Analysis of fluid flow models

TL;DR

This paper reviews the analysis of Markov-modulated fluid flow models, emphasizing matrix-analytic methods, computational improvements, and extensions to more general processes in various applications.

Contribution

It provides a high-level overview of matrix-analytic techniques for fluid queues, discusses computational advancements, and explores extensions to broader classes of processes.

Findings

Improved algorithms for solving Riccati equations in fluid queue analysis.

Enhanced numerical accuracy and convergence speed in computational methods.

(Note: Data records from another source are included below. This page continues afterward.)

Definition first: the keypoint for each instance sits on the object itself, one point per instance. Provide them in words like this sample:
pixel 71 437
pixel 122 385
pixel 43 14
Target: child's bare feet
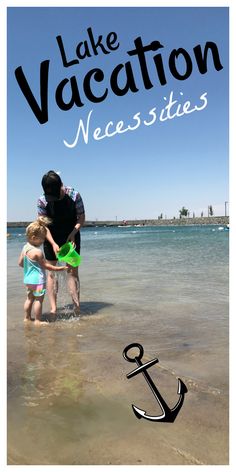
pixel 76 310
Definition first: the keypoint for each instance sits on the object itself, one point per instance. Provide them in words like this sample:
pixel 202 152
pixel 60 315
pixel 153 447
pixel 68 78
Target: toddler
pixel 34 263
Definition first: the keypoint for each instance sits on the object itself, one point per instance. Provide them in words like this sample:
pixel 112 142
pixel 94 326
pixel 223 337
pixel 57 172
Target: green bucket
pixel 68 254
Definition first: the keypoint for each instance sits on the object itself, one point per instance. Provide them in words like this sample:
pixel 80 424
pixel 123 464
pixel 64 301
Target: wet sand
pixel 73 405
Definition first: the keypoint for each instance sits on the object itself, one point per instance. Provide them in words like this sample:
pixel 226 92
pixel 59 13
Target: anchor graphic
pixel 168 414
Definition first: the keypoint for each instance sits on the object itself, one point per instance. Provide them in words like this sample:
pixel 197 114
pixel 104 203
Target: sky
pixel 140 173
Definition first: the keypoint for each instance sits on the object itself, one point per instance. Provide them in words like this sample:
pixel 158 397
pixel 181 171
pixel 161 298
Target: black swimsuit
pixel 64 216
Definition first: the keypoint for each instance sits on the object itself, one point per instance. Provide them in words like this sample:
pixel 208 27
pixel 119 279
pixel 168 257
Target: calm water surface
pixel 166 288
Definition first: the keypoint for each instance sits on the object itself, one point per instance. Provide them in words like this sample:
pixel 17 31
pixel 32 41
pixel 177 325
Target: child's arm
pixel 48 266
pixel 42 261
pixel 21 259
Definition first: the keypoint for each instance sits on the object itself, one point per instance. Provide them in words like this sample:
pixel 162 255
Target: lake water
pixel 69 401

Extension of analysis techniques to more general Markov additive processes.

Abstract

Markov-modulated fluids have a long history. They form a simple class of Markov additive processes, and were initially developed in the 1950s as models for dams and reservoirs, before gaining much popularity in the 1980s as models for buffers in telecommunication systems, when they became known as fluid queues. More recent applications are in risk theory and in environmental studies. In telecommunication systems modelling, the attention focuses on determining the stationary distribution of the buffer content. Early ODE resolution techniques have progressively given way to approaches grounded in the analysis of the physical evolution of the system, and one only needs now to solve a Riccati equation in order to obtain several quantities of interest. To the early algorithms proposed in the Applied Probability literature, numerical analysts have added new algorithms, improved in terms of convergence speed, numerical accuracy, and domain of applicability. We give here a high-level presentation of the matrix-analytic approach to the analysis of fluid queues, briefly address computational issues, and conclude by indicating how this has been extended to more general processes.